Rodgers o meczu na Old Trafford
Brendan Rodgers wierzy, że jego podopieczni zdobyliby co najmniej punkt w przegranej 0:3 batalii z Machesterem United, gdyby byli bardziej skuteczni. Wayne Rooney otworzył wynik spotkania w 12. minucie, po rajdzie Antonia Valencii. Stało się to zaraz po zmarnowaniu przez Raheema Sterlinga sytuacji sam na sam z bramkarzem Czerwonych Diabłów.
Przewagę Manchesteru powiększył w tuż przed przerwą Juan Mata, a w końcowej fazie meczu piłkarzom i kibicom Liverpoolu nadzieję odebrał Robin van Persie.
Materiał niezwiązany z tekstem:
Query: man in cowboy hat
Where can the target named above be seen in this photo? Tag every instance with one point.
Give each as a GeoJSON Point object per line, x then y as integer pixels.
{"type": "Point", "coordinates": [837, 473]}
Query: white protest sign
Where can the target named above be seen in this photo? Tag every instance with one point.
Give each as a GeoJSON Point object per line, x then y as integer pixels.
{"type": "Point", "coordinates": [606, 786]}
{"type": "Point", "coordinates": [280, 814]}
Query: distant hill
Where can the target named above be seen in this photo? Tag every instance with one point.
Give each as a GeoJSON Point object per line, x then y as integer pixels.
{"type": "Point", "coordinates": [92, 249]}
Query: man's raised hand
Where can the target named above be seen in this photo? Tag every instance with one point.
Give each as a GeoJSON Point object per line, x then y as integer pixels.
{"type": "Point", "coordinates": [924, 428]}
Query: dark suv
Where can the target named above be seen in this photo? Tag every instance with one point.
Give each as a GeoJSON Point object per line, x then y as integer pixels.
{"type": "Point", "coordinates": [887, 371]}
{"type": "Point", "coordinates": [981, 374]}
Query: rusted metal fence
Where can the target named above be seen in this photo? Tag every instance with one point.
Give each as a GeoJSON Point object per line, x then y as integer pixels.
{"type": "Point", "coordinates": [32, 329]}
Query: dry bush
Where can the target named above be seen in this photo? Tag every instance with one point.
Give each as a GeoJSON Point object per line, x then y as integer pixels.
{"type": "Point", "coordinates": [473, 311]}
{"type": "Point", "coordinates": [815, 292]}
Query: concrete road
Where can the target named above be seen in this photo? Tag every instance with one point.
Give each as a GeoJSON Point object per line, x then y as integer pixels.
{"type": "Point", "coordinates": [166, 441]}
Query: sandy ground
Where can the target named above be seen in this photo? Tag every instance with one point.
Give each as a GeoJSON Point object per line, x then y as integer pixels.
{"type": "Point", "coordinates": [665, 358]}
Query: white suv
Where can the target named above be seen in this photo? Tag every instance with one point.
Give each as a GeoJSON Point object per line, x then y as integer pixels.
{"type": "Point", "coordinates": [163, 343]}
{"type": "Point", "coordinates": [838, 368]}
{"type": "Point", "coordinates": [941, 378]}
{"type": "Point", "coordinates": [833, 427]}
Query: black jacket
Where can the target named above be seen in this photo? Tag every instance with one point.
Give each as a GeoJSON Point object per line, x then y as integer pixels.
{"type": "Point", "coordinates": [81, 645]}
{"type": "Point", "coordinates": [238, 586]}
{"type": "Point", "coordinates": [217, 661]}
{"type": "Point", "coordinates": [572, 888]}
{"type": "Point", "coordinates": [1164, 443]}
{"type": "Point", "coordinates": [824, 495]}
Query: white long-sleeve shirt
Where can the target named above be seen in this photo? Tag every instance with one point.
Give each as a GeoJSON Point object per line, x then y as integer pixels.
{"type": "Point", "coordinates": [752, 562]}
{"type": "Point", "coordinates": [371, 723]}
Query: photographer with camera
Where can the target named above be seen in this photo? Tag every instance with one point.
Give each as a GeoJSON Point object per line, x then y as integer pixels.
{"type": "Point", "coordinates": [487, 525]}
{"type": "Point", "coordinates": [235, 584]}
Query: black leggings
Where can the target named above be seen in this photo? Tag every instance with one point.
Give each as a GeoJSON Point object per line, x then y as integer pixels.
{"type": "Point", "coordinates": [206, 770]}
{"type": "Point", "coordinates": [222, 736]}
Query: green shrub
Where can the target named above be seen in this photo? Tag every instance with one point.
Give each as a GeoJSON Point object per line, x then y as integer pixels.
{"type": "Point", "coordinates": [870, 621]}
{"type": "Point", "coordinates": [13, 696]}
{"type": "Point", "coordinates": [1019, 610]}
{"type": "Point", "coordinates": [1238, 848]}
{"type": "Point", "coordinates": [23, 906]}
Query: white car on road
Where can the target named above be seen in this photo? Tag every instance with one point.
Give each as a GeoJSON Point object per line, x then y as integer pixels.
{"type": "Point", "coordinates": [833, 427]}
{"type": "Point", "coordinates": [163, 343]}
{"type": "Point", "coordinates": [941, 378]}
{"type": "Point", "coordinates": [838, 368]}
Z drugiej strony, The Reds stworzyli sobie mnóstwo sytuacji, by odpowiedzieć na bramki gospodarzy. Najwięcej miał ich Raheem Sterling, bliski szczęścia był też Mario Balotelli. Jednak David De Gea został w tym meczu niepokonany.
– Nie uważam, byśmy zasłużyli na taki rezultat. Brakowało nam dzisiaj skuteczności – mówi szkoleniowiec Liverpoolu.
– Nie codziennie można zaobserwować taką liczbę stworzonych szans na tym terenie. W zeszłym sezonie wygraliśmy 3:0 i podejrzewam, że dziś mieliśmy nawet dwa razy więcej wypracowanych okazji.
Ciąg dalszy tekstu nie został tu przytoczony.